Direction artistique, Paul Frèches assisté de Muriel Babandisha



Depuis sa création en 2008 à l’initiative de la Ville de Levallois, le festival Photo Levallois soutient durablement la photographie contemporaine sous toutes ses formes. Encourageant la jeune création ainsi que les échanges avec les autres médiums, le festival se distingue par son ouverture aux évolutions de la photographie. Photographes reconnus internationalement, émergents ou encore photographes amateurs y sont représentés. Le festival rassemble les grands courants de la photographie contemporaine, afin d’en restituer la richesse et la pluralité, tout en affirmant un regard singulier sur la création contemporaine. Avec une programmation composée essentiellement de productions inédites et tournée vers l’international, Photo Levallois reste fidèle à sa volonté d’être accessible au plus grand nombre.


Les expositions

Cette année, les cinq expositions de Photo Levallois se déclinent sur trois lieux et privilégient la complémentarité.

L’exposition consacrée au duo d’artistes formé par Larry Sultan et Mike Mandel, le moment fort de l’édition 2014 de Photo Levallois, se déroulera dans les Salons d’Honneur de l’Hôtel de Ville. L’ensemble de la série Evidence, considérée comme précurseur d’une nouvelle pratique de la photographie conceptuelle et une sélection de la série d’affiches publicitaires ironiques et décalées Billboards, seront présentés.

C’est dans les jardins de l’Hôtel de Ville, que l’on trouvera les photographies de Lucas Blalock, jeune photographe américain qui se joue des codes de la photographie et crée des images débordant d’humour.

L’exposition des lauréats de la septième édition du Prix Photographique Ville de Levallois, Esther Teichmann, Sylvain Couzinet-Jacques et Stephanie Gudra, autre temps fort du festival, aura lieu à la galerie Municipale de l'Escale. Il s’agit du rendez-vous annuel de Photo Levallois avec la jeune création photographique internationale dans ce qu’elle a de plus novateur.
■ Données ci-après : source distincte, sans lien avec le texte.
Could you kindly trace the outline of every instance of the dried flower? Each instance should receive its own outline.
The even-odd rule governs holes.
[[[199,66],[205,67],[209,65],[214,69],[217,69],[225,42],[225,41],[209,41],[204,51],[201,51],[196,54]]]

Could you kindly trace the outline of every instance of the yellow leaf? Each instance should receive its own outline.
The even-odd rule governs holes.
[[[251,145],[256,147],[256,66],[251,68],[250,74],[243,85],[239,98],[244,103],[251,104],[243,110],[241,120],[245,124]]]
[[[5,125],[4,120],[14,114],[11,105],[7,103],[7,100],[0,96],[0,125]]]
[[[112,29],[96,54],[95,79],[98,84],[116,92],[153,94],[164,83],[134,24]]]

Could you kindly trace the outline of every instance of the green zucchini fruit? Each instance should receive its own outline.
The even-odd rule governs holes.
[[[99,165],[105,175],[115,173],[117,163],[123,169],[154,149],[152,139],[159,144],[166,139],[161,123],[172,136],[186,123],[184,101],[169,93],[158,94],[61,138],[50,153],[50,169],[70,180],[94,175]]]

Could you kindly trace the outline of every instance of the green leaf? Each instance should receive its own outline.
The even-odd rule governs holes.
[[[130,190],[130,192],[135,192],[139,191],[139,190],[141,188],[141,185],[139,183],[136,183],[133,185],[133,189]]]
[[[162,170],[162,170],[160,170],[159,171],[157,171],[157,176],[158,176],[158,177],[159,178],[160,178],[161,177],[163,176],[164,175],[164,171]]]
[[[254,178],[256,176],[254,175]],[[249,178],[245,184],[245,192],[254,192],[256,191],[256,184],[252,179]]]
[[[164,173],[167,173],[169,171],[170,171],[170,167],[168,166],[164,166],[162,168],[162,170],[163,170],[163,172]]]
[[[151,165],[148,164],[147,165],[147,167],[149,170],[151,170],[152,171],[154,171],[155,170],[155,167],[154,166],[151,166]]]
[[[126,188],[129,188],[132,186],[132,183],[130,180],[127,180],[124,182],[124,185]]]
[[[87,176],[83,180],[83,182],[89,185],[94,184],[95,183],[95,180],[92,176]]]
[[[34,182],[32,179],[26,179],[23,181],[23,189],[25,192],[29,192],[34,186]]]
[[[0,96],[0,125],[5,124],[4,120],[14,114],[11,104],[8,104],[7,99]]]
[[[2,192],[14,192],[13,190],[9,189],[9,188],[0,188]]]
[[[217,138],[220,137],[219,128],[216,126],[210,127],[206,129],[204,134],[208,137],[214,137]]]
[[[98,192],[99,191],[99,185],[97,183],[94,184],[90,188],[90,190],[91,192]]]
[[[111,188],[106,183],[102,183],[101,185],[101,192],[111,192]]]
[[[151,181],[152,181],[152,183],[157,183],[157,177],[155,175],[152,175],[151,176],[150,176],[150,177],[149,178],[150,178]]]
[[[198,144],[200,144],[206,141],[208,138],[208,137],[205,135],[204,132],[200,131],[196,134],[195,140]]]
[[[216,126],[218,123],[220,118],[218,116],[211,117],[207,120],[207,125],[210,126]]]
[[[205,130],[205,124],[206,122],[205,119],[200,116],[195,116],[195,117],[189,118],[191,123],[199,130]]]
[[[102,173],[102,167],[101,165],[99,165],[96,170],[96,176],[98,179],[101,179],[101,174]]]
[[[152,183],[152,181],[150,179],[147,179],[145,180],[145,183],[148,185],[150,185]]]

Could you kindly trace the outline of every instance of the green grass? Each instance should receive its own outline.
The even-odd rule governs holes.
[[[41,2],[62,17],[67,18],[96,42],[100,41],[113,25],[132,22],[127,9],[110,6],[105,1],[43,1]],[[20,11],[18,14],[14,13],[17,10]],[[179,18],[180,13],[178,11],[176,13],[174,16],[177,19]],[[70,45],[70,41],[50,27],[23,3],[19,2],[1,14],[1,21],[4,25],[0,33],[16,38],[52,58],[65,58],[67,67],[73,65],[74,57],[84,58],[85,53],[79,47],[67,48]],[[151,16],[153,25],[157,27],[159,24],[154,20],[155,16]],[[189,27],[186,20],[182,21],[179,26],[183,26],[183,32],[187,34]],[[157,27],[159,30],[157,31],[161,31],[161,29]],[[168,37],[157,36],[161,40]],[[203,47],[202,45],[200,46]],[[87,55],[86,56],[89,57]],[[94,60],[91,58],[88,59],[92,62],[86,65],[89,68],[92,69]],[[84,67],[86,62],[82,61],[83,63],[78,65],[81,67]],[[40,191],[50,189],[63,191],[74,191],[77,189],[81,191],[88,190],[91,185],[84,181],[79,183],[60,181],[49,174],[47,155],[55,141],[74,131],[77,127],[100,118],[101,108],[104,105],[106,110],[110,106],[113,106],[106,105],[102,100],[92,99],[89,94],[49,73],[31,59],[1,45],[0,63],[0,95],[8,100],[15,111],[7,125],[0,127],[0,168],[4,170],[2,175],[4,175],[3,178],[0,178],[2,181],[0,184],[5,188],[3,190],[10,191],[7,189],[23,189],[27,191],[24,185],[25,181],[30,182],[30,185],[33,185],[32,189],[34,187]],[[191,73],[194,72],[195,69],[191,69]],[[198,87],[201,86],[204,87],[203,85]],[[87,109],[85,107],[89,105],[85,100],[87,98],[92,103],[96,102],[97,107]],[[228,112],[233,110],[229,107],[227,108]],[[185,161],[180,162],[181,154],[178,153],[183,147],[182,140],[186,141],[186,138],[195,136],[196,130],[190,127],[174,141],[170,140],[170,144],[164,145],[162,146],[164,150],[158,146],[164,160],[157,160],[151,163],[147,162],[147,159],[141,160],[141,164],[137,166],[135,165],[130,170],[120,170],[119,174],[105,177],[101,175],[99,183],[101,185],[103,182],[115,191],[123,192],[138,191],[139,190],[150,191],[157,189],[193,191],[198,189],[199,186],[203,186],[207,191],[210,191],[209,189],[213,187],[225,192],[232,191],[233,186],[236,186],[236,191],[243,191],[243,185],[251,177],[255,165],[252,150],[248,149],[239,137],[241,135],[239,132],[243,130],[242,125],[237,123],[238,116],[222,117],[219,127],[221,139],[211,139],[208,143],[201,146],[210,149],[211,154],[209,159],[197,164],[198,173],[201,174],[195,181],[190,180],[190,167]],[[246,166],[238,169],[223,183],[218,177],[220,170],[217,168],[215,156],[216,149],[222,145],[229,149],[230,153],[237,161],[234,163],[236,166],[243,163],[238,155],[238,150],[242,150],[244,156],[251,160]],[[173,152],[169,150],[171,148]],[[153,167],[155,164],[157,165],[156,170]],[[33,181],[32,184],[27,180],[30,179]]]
En 2011, la médiathèque Gustave Eiffel a été intégrée dans les lieux d’exposition du festival, les expositions qui y sont présentées s’orientent principalement vers les pratiques qui échappent à la photographie traditionnelles. Pour la septième édition de Photo Levallois, la médiathèque accueillera The Molem Collective, une installation d’Hana Miletic. qui invite le public à participer et promet de belles surprises.
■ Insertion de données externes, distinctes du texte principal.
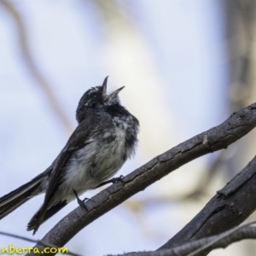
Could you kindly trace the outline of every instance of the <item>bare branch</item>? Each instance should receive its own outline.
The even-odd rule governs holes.
[[[24,240],[24,241],[26,241],[38,242],[38,244],[44,246],[44,247],[57,247],[56,246],[55,246],[53,244],[45,243],[45,242],[43,242],[42,241],[39,241],[39,240],[31,239],[31,238],[25,237],[25,236],[11,234],[11,233],[0,231],[0,235],[6,236],[10,236],[10,237],[14,237],[14,238],[17,238],[17,239],[20,239],[20,240]],[[73,255],[73,256],[80,256],[79,254],[72,253],[70,251],[68,251],[68,253],[67,253],[67,254]]]
[[[125,177],[122,183],[114,183],[102,190],[86,202],[87,212],[80,207],[76,208],[62,218],[43,238],[43,241],[63,246],[84,227],[129,197],[201,155],[227,148],[255,125],[256,103],[253,103],[234,113],[218,126],[199,134],[153,159]]]
[[[248,225],[251,225],[253,223],[255,223],[255,221],[236,227],[219,235],[185,243],[175,248],[156,252],[130,253],[114,256],[195,256],[207,248],[209,248],[212,251],[217,248],[224,248],[231,243],[241,240],[256,239],[256,227],[248,227]]]

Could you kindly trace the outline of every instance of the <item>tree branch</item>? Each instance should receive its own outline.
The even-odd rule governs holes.
[[[218,126],[155,157],[125,177],[122,183],[114,183],[102,190],[86,202],[87,212],[80,207],[76,208],[63,218],[42,241],[59,247],[63,246],[84,227],[129,197],[200,156],[227,148],[255,126],[256,103],[253,103],[234,113]],[[40,247],[40,245],[37,244],[37,247]]]
[[[231,243],[243,239],[255,239],[256,227],[248,227],[248,224],[252,224],[252,223],[236,227],[219,235],[193,241],[175,248],[156,252],[130,253],[115,256],[197,256],[200,252],[206,248],[212,251],[217,248],[224,248]]]

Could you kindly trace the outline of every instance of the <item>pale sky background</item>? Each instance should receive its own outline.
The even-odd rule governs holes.
[[[10,3],[24,17],[32,55],[73,127],[79,100],[90,87],[102,84],[107,75],[113,88],[125,85],[120,99],[140,120],[140,143],[135,158],[118,175],[227,118],[229,73],[218,1],[119,1],[123,26],[114,19],[106,24],[93,1]],[[0,4],[0,196],[44,171],[70,135],[25,64],[16,32]],[[189,189],[191,178],[203,172],[211,157],[187,165],[134,198]],[[32,199],[2,219],[0,230],[32,237],[26,224],[43,199]],[[34,238],[42,238],[77,206],[70,203],[44,224]],[[198,211],[188,212],[177,201],[146,206],[137,214],[119,206],[67,247],[96,256],[154,250]],[[10,242],[33,246],[0,237],[0,247]]]

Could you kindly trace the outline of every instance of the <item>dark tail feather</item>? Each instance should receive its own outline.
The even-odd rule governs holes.
[[[40,191],[43,175],[38,175],[32,181],[20,186],[17,189],[0,198],[0,219],[24,204],[29,199],[44,191]]]
[[[33,235],[36,234],[37,230],[38,230],[39,226],[42,223],[47,220],[49,218],[55,214],[61,209],[67,205],[67,201],[61,201],[58,204],[51,207],[50,208],[47,209],[45,213],[43,215],[42,218],[42,207],[37,212],[37,213],[32,217],[30,222],[27,224],[27,231],[34,230]]]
Enfin, comme chaque année, le Photo - Club de Levallois complète ce programme, par une exposition collective thématique dans le péristyle de l'Hôtel de Ville.





Quelques expositions…


Au Salon d’honneur de l’Hôtel de Ville, du 10 octobre au 25 octobre :
Larry Sultan et Mike Mandel, Two Guys from Van Nuys


L'édition 2014 de Photo Levallois est marquée par la première exposition d'ampleur en France du duo d'artistes américains incontournables Larry Sultan et Mike Mandel. Depuis le milieu des années 1970, Larry Sultan (1946 - 2009) et Mike Mandel (né en 1950) ont contribué au dialogue entre la photographie et l'art conceptuel de façon magistrale. L'exposition présente deux ensembles majeurs qui ont marqué l'histoire de la photographie et dont l'influence n'a cessé de grandir au fil des ans: Evidence et Billboards.
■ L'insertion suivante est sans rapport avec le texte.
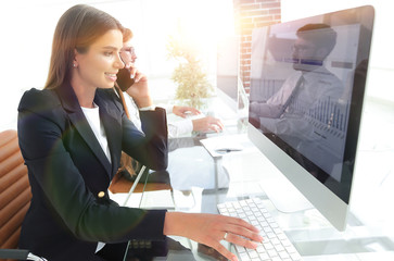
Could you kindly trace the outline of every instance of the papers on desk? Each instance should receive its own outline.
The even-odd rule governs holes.
[[[245,144],[250,142],[245,134],[220,135],[200,140],[209,154],[214,158],[242,151]]]
[[[127,200],[129,194],[111,194],[112,200],[117,202],[119,206],[129,208],[141,208],[141,209],[174,209],[174,199],[169,189],[134,192]],[[127,200],[127,202],[126,202]]]
[[[169,189],[143,192],[142,209],[175,209],[173,192]]]

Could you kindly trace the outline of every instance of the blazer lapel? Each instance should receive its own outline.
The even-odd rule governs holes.
[[[112,175],[115,175],[118,167],[117,161],[119,161],[120,159],[120,151],[122,151],[122,130],[120,130],[122,119],[117,116],[119,114],[118,112],[114,111],[115,108],[114,109],[110,108],[106,102],[103,102],[100,96],[98,95],[96,96],[94,102],[96,104],[99,105],[100,119],[104,126],[111,152]]]
[[[112,166],[102,150],[99,141],[97,140],[93,130],[91,129],[88,121],[85,117],[82,110],[72,86],[61,86],[59,89],[59,96],[62,100],[63,108],[67,111],[69,121],[73,123],[77,132],[84,138],[92,153],[99,159],[100,163],[104,166],[109,175],[112,172]]]

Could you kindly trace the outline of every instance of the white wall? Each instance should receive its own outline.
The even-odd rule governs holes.
[[[150,78],[153,98],[175,94],[170,80],[175,61],[166,54],[167,36],[185,26],[203,50],[206,70],[216,69],[215,38],[231,34],[232,0],[9,0],[0,3],[0,132],[16,128],[22,94],[42,88],[52,36],[60,16],[72,5],[101,9],[135,33],[138,66]],[[233,29],[233,28],[232,28]]]

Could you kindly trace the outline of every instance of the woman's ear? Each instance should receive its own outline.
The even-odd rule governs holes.
[[[78,57],[79,52],[77,51],[77,49],[74,49],[73,67],[78,67]]]

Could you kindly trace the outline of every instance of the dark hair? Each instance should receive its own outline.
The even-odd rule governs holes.
[[[71,79],[74,51],[88,51],[89,47],[107,30],[122,24],[110,14],[96,8],[77,4],[59,20],[53,35],[52,53],[45,88],[53,89]]]
[[[327,24],[306,24],[296,32],[297,37],[327,48],[327,55],[336,45],[336,32]]]

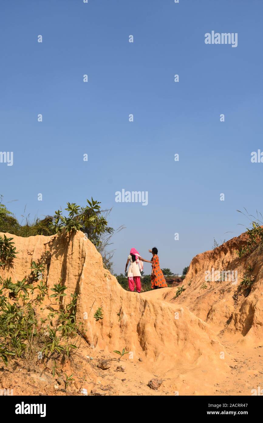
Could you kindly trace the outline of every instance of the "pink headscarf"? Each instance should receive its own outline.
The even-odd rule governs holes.
[[[137,264],[139,264],[140,270],[141,272],[144,269],[144,262],[139,258],[141,257],[139,253],[138,253],[136,248],[131,248],[130,254],[131,255],[133,254],[135,256],[135,261]]]

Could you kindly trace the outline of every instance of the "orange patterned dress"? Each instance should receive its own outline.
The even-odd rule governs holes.
[[[153,289],[155,286],[157,286],[159,288],[167,288],[166,281],[160,267],[159,257],[155,254],[153,256],[152,260],[152,272],[151,276],[152,289]]]

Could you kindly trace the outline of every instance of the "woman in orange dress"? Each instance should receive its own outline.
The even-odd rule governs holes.
[[[157,289],[158,288],[167,288],[166,281],[163,276],[163,273],[161,270],[159,262],[159,257],[157,255],[158,250],[156,247],[154,247],[152,250],[149,250],[149,252],[151,253],[152,254],[152,270],[151,275],[152,289]]]

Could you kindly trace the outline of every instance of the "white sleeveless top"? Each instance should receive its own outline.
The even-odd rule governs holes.
[[[130,266],[128,269],[128,277],[140,276],[141,272],[139,265],[136,263],[136,261],[134,261],[133,263],[133,259],[130,254],[128,256],[128,259],[130,260]]]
Nés tous deux à Los Angeles, Larry et Mike font connaissance au début des années 1970 au San Francisco Institute for the Arts où ils étudient la photographie. Peu tournés vers le romantisme et l'esthétique bohème qui prévalent alors à San Francisco, ils sont également distants vis-à-vis de l'héritage de la photographie locale, incarnée par Ansel Adams, Edward Weston ou encore Imogen Cunningham. Leurs affinités vont plus à la culture populaire véhiculée par le cinéma et la dé-construction des mythes qui la sous-tendent. Dès lors, parmi leurs influences importantes, se dégage Robert Heinecken, fondateur du département de photographie de UCLA dans les années 1950 et infatigable explorateur des limites de la photographie, tant formelles qu'intellectuelles. On retrouve également Ed Ruscha, pilier de l'art conceptuel de Los Angeles, qui fit un usage abondant et radicalement novateur de la photographie, souvent au moyen de livres auto-édités, forme que reprendront Larry et Mike dès leurs débuts.

Toutefois, c'est bien Marcel Duchamp qui est la figure tutélaire de l'ensemble Evidence, publié en 1977 par le duo, après deux ans d'un travail de recherche iconographique et de séquençage. Bénéficiaire d'une bourse prestigieuse (National Endowment for the Arts), Larry et Mike ont les moyens d'entreprendre une vaste collecte d'images conservées dans les archives de la police, des pompiers, de différentes agences gouvernementales de régulation, mais aussi des entreprises qui fabriquent alors les armes, les engins spatiaux et les technologies du futur. Les portes de ces forteresses s'ouvrent à eux contre toute attente, probablement grâce à la caution publique du financement de leurs recherches et les voici confrontés à d'innombrables photographies de documentation de ce qui se passe en Californie à ce moment là et qui préfigure le futur. Le langage pictural du pouvoir de l'époque en quelque sorte. Les images sont en noir et blanc, réalisées avec soin, selon les canons d'une photographie classique documentaire, dont la grammaire est déjà passée dans l'inconscient collectif.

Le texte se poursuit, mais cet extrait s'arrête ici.